There is a panel van parked next to my car: is there someone trapped inside that needs my help? I could swear I heard someone knocking from inside. I stopped and listened, but realized it must be my imagination. (I gave it a good second look, and tried to memorize the company name on the side).
I wonder how good a witness I'd be because I already forgot the damn name!



Friday, April 22, 2011

To be or not to be


To be or not to be is the question. Should I remove every passive word and replace them with active ones? Can it be done? Should it be done?

I have faced these tough questions, and yes, I have come to the conclusion I need to rewrite using an active voice. I'll be passive when I need to be passive, and sometimes I need to passive. Just like I need to listen and take what someone else says no matter how it makes me feel.

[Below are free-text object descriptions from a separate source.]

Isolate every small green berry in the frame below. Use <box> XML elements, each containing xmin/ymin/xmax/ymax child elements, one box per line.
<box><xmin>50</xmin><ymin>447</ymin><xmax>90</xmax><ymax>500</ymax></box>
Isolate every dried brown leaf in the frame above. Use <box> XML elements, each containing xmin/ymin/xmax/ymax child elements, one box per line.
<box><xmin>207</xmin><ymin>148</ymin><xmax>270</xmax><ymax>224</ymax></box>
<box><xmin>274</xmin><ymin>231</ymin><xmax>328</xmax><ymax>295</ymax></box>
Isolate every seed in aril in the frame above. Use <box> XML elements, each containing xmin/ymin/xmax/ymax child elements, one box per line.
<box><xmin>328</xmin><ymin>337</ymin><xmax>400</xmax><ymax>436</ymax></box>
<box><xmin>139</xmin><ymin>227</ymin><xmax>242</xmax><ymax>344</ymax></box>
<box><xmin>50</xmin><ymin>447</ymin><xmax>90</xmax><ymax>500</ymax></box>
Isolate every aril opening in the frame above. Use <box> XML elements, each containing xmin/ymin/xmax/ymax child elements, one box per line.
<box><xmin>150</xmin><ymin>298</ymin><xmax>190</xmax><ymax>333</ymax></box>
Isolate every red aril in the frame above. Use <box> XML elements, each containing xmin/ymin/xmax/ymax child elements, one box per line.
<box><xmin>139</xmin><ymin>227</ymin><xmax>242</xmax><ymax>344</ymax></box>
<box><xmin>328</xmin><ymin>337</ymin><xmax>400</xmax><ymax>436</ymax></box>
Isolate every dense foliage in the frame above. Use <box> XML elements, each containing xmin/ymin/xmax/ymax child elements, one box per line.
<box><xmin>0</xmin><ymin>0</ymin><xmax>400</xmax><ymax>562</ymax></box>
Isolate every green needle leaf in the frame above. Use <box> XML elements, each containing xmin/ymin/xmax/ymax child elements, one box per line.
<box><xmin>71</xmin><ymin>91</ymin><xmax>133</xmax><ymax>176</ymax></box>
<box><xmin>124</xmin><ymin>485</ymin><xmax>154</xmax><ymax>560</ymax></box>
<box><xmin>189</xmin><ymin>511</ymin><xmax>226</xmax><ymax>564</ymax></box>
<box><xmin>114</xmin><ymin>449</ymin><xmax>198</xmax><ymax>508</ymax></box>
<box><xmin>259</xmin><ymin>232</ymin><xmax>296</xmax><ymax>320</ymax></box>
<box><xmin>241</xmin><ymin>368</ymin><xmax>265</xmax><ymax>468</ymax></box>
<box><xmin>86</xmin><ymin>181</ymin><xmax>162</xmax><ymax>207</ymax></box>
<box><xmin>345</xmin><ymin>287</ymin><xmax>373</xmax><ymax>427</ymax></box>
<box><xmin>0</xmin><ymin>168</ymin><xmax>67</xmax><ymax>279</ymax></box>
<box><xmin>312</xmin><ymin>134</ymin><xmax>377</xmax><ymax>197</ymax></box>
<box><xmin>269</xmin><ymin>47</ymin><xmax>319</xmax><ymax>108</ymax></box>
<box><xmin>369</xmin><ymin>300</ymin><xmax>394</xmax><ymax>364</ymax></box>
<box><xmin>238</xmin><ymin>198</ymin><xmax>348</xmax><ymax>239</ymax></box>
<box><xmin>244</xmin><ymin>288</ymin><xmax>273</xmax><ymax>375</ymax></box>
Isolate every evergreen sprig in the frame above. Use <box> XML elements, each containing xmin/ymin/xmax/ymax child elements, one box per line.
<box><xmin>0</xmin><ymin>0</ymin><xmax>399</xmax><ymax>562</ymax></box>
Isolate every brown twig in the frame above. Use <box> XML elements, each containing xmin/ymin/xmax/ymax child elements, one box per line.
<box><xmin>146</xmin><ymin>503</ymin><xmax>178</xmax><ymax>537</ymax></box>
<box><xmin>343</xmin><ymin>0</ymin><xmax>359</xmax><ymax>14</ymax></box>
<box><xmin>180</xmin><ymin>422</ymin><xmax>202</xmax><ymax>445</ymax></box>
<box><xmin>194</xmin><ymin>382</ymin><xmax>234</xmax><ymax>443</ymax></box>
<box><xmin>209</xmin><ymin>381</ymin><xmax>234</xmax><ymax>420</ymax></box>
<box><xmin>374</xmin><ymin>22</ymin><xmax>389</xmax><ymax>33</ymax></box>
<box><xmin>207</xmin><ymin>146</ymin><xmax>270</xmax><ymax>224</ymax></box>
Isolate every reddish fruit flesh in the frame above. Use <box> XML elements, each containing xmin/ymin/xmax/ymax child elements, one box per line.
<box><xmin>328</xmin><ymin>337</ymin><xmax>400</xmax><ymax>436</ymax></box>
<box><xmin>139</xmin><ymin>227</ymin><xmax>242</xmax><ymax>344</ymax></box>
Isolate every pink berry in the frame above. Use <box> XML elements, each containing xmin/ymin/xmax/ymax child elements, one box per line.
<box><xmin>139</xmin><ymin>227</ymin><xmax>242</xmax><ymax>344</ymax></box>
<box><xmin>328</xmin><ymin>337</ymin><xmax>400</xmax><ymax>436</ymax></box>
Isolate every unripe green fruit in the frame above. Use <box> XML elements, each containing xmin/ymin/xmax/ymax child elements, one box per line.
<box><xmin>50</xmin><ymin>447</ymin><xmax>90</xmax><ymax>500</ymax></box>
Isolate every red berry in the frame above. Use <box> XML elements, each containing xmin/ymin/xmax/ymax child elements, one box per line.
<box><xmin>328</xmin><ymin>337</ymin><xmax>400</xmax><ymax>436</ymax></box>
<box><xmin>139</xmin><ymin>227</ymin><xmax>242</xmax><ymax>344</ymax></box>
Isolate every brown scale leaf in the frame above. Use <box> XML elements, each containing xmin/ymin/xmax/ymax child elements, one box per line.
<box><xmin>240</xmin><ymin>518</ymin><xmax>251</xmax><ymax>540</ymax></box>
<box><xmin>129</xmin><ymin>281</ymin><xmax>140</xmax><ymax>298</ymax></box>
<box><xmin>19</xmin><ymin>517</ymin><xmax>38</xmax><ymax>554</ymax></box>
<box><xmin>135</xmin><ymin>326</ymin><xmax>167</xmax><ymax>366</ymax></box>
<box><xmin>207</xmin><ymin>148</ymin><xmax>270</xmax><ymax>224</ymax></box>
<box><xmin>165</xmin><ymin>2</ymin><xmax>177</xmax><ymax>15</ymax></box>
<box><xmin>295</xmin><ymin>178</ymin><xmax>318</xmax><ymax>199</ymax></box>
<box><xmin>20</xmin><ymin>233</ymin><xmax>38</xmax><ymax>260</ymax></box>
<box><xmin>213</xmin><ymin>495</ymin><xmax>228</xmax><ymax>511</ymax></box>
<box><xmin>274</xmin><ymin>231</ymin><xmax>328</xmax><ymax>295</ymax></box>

At this point, I feel like I took five steps backward and wonder if I can rise above this like I have every other thing. Hell yes I can! Like many writers' before me, if I knew what I knew now - I probably would have learned to knit instead.

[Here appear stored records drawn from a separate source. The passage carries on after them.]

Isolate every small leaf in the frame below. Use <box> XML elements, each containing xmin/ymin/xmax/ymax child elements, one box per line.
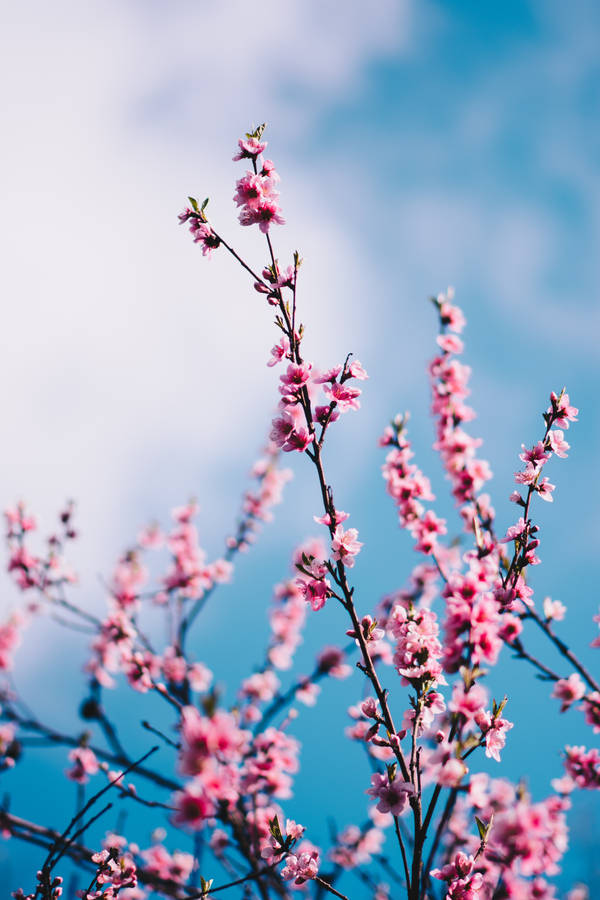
<box><xmin>475</xmin><ymin>813</ymin><xmax>494</xmax><ymax>844</ymax></box>
<box><xmin>494</xmin><ymin>695</ymin><xmax>508</xmax><ymax>719</ymax></box>
<box><xmin>268</xmin><ymin>815</ymin><xmax>283</xmax><ymax>844</ymax></box>
<box><xmin>475</xmin><ymin>816</ymin><xmax>487</xmax><ymax>841</ymax></box>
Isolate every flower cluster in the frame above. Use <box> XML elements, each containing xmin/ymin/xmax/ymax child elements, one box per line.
<box><xmin>3</xmin><ymin>126</ymin><xmax>593</xmax><ymax>900</ymax></box>
<box><xmin>563</xmin><ymin>745</ymin><xmax>600</xmax><ymax>790</ymax></box>
<box><xmin>429</xmin><ymin>289</ymin><xmax>493</xmax><ymax>517</ymax></box>
<box><xmin>431</xmin><ymin>851</ymin><xmax>483</xmax><ymax>900</ymax></box>
<box><xmin>443</xmin><ymin>775</ymin><xmax>570</xmax><ymax>895</ymax></box>
<box><xmin>388</xmin><ymin>603</ymin><xmax>445</xmax><ymax>690</ymax></box>
<box><xmin>5</xmin><ymin>502</ymin><xmax>77</xmax><ymax>594</ymax></box>
<box><xmin>270</xmin><ymin>355</ymin><xmax>367</xmax><ymax>457</ymax></box>
<box><xmin>502</xmin><ymin>388</ymin><xmax>579</xmax><ymax>602</ymax></box>
<box><xmin>380</xmin><ymin>415</ymin><xmax>445</xmax><ymax>557</ymax></box>
<box><xmin>178</xmin><ymin>205</ymin><xmax>221</xmax><ymax>257</ymax></box>
<box><xmin>81</xmin><ymin>847</ymin><xmax>138</xmax><ymax>899</ymax></box>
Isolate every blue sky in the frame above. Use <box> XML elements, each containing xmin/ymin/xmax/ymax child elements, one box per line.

I have nearly finished rewriting my whole novel, but now need to go back in and start over. Taking a few days break I realize I overreacted, but I see the light now.

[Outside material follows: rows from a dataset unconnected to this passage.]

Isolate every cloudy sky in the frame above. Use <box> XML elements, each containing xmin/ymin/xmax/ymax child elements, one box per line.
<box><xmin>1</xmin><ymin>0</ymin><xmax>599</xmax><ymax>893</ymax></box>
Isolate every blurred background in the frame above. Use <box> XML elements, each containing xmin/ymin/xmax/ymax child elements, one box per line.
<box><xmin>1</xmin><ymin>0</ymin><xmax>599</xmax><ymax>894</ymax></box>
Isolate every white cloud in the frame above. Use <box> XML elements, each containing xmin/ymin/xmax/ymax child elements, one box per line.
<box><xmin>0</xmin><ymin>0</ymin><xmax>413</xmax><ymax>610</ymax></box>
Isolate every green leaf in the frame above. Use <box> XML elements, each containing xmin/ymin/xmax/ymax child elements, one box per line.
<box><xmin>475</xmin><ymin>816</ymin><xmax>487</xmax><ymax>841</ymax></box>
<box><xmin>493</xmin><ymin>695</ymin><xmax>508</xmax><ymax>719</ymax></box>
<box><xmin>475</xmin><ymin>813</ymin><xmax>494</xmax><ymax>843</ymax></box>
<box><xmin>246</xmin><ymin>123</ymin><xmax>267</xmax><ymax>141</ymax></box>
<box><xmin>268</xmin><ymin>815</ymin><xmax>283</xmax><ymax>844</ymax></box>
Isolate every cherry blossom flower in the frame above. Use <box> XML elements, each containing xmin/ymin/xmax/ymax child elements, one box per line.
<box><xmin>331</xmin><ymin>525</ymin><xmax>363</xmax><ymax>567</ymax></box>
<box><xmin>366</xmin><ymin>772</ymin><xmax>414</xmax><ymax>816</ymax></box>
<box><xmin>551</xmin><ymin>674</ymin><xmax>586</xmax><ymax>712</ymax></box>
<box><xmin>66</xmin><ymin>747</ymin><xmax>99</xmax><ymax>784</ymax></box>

The who/where/when/why/how element is present. Walking my characters through their five senses is a bit more complex for me. They can see, and smell, but I have forgotten about hearing, touch and taste.

I bought a book by Robert Walker here called Dead On Writing. I found the information in this book to be helpful.

I'm ready to complete this journey - are you ready to continue to follow me? I hope so because I'd be lost without you.

Thursday, April 7, 2011

Geez

Things to do when your power cuts out for an unknown reason.


Bitch and moan because you haven't taken your shower yet, and you have a dentist appointment.

You think, hey I can still 
cook I have a gas stove - no it's an electronic ignition.

Bitch and 
moan even more when you realize you can't watch American Idol you taped on DVR last night.

Damn I'm hungry!

I wonder when the 
power will come back on, sigh.

I wonder if there is somehow an 
open network, so I can go online, not happening.

Lightbulb goes off, and I remember I have a laptop with at least an hour 
worth of power.

Is it actually 8:16 or is that when the power went off.

Hey how in the hell is the 
clock still working if there is no power (I'm blond, don't hate me).

Another light bulb goes off: I have a refrigerator full of 
alcohol and it would be a shame to let it get warm.

So 
here I am pondering what to do when my stomach is killing me. I should just go to bed.

This is a 
great f@ckin why to start a seven night off stretch.

I could write a blog. Do some rewriting 
 and editing, or read one of the many ebooks I just bought.

I never noticed before how 
silent it can be, and I can actually hear birds chirping outside. I can even hear cars moving on the freeway from a distance.

I hope this isn't the apocalypse, but it can't be, as I don't hear zombies banging on my door. If they did, this would at least be 
interesting. Not interesting as a short story, but interesting enough all the same.Nick just left for his appointment now, and I'm all alone, just you and me.

Is that a garbage truck I just heard. Is it possible that life exists beyond the confines of this apartment complex?? I hear footsteps. Are they coming for me? 
All I have to protect me is my damn cat and lord knows she can't even catch a mouse.

I'm doomed. This is the end. The garbage truck keeps getting closer and closer, until
 . . .

It's 
sort of lulling me to sleep. I never realized before how loud those trucks can be. Its breaks are squeaking and I keep hearing the chi, chi, chi sound.

I'm hiding behind my curtains, so they 
won't find me, maybe they don't even know I'm here.

Be 
silent Madison be silent. You don't want the garbage trucks to come and get you.

I can still hear them banging away at the dumpsters, although from a distance now.

Oh god, make them go away!

Don't let them 
get me.

Damn I'm hungry!

The lights just came on, hooray, surely the garbage trucks will go away now!



Writers find a way even if left in the dark, lol.